Just posted a new update. (BTW, if this CL is getting gets too big, I could
just cancel it and start a fresh one.)
On 2014/05/26 12:46:06, marja wrote:
In addition, pls add the following tests:
- Afaics there are no tests which make sure that PreParser handles arrow
functions properly! (mjsunit doesn't go via PreParser).
- Add the "arrow functions allowed" flag to test-parsing, so that all
existing
parsing tests are ran with arrow functions allowed (to make sure you're
not
changing the accepted language).
The tests are now into "cctest/test-parsing.cc". I have added some more
test cases with different contexts, but I will do one more update after
making sure arrow function syntax is enabled for all relevant test cases
and maybe adding some more test cases.
- Test cases where you check that preparsing and parsing fail the same
way and
succeed for the same string (see test_parsing.cc)
Those were now added.
- Test cases for "foo[some arrow func]" and another one for "foo[()]"
(this
will
take the code path you added in ParseExpression, right?) Will these crash
because ParseExpression thinks () is okay and returns NULL?
Those will not crash because in an expression the only thing that can
follow "()" is an arrow token, so the parser will report that "=>" was
expected but not found.
- Do constructs like (()) or (()) => something work as expected?
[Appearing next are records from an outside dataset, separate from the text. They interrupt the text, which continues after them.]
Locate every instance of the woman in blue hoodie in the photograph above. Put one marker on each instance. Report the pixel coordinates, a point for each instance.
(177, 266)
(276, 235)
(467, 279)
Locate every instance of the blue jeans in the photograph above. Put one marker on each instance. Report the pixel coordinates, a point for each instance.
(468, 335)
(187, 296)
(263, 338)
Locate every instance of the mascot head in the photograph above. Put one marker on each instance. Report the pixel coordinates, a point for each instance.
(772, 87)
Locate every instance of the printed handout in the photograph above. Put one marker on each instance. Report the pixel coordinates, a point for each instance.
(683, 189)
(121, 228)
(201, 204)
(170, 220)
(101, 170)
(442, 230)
Yes. This is now handled properly. The relevant code is in the
"ParamListFinder" helper class (in scanner.cc): it is a small state
machine that tracks the most recent single identifier and the most
recent parenthesized parameter list, and is used to determine whether
the expression to the left side of "=>" is a valid parameter list.
- Arrow functions in strict mode and the related errors (dupl. param names
etc.)
All handled.
https://codereview.chromium.org/160073006/diff/480001/src/preparser.h#newcode1607
src/preparser.h:1607: CHECK_OK);
I think there is a bug here.
So if we're here... but it's not an arrow function but a stray "()", what
will
happen? I think you're changing the existing behavior of () here. And
that's
not
intentional, I guess?
For example, if the code is foo[()], we currently produce an
error "Unexpected
token )", but now, if arrow functions are allowed, we'll produce an error
"Unexpected token ]", right?
That is correct, because after a "()" in an expression an arrow is expected.
In the middle of an expression, an empty "()" can only be followed by "=>".
In any case, pls add test code which tests that possibility (and even
better,
a
test which would've exposed the bug, if you agree it's a bug... but that
might
be difficult).
IMHO reporting that there is an unexpected token in those cases would be the
expected behavior. The tests now include some cases to check that "()" not
followed by "=>" results in a parsing error. WDYT?
https://codereview.chromium.org/160073006/diff/480001/test/mjsunit/harmony/arrow-functions-parsing.js#newcode28
test/mjsunit/harmony/arrow-functions-parsing.js:28: var
objectLiteralResult =
({
value: 42 });
Pls test that these yield the expected results, too.
I have splitted the parts of the patch which are not related to parsing, to
post them in a separate CL. This new file will be in that new CL.